* La Nina increases cyclone risk in north-east Australia
* Increasing dry periods seen in key WA grain region
* Greenhouse gases linked to increasing dryness
By Bruce Hextall
SYDNEY, Oct 1 (Reuters) - Australia’s north-eastern sugar growing regions and coal ports face a higher risk of cyclone activity during the coming summer months, the country’s weather bureau said on Friday.
The bureau also warned of increasing dry periods in south-western Australia, a key wheat producing region.
It said greenhouse gases were linked to less rain in the region where crops are currently under stress following the driest year to date since rainfall records have been kept 110 years ago.
"We would expect to see with increases in levels of greenhouse gases a decline in long-term rainfall in south-west Western Australia and, with that, an increased frequency of extreme dry years.. there is a relationship with climate change," said Blair Trewin, climatologist at the Bureau of Meteorology at a briefing. For a statement/graphics from bureau (here .pdf)
Chances of increased cyclone activity in the country’s north-east were associated with a La Nina weather event that has developed in the central Pacific.
“Historically, La Nina years do tend to see more cyclone activity closer to Australia and less cyclone activity out in the central Pacific,” said Trewin.
“One would expect an elevated risk of cyclone activity,” he said.
The bureau is yet to issue is official cyclone activity forecast report but cyclones in the north-east state of Queensland can damage sugarcane crops and disrupt shipping from coal ports.
Queensland produces nearly all of the sugarcane grown in Australia, the world’s third-largest sugar exporter, while the state is also one of the world’s largest coal exporting regions.
Trewin said Australia, as a whole, was on track to record its sixth wettest year since rainfall on record despite dryness in south-western Australia .
“The broad-scale climate situation is essentially perfect for getting rains in Australia with a well developed La Nina in the central Pacific,” said Trewin.

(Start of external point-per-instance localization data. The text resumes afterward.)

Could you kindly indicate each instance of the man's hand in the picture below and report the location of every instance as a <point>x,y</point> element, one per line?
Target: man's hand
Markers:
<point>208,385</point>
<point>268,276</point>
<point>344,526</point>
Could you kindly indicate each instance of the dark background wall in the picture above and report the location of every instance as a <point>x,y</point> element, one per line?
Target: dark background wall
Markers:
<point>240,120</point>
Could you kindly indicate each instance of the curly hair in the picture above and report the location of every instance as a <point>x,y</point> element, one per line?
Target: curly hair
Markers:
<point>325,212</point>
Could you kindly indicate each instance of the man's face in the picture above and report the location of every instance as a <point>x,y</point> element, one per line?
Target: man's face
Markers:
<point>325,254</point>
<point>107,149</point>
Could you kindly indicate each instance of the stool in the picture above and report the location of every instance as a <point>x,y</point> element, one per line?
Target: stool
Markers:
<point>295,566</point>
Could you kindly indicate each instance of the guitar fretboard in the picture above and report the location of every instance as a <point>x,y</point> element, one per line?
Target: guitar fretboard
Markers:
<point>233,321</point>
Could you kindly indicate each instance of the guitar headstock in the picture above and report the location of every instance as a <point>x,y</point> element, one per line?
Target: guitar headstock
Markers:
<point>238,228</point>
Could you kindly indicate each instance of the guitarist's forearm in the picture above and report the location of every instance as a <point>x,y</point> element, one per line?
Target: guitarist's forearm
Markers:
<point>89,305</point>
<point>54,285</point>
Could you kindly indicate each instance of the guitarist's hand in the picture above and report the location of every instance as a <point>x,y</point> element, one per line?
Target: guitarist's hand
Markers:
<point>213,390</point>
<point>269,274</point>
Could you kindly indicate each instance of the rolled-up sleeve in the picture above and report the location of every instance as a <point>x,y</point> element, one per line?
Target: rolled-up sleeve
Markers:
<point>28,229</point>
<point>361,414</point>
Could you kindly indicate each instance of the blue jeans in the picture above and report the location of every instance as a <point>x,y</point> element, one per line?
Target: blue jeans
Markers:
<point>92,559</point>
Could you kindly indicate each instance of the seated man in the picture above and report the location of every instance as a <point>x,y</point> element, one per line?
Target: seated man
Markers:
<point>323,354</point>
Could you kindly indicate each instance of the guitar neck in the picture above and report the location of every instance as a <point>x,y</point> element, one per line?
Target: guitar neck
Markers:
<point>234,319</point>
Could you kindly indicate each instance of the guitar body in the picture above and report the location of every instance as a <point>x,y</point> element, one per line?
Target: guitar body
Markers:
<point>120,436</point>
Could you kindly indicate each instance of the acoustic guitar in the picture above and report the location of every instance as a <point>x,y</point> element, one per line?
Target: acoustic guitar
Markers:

“The other thing we have..is a negative Indian Ocean dipole..that is very favourable for good rain into a lot of Australia at this time of the year,” he said.
La Nina weather events, which usually bring wet weather to northern and eastern Australia, typically start to breakdown in the early months of the following year.
“It would be a bit of surprise if La Nina conditions held on through 2011.. but we do have a very long-term trend towards reduced rainfall across the southern fringe Australia,” he said. Western Australia is now facing the spectre of its wheat harvest being halved following a dry winter and spring across the state’s south-west.
Estimates for state’s 2010/11 harvest, that starts later this month, range as low as 4.25 million tonnes compared with 8.2 million tonnes in 2009/10. A long-term trend of declining rainfall in the region has been seen since the late 1960s.
“The really wet years have more or less disappeared,” said Trewin.
A sub-tropical high pressure ridge, which is a normal feature of Australian climate has been shifting further south in recent decades, reducing the number of rain bearing systems reaching Australia’s southern fringes.
Trewin said the shift south was linked to climate change.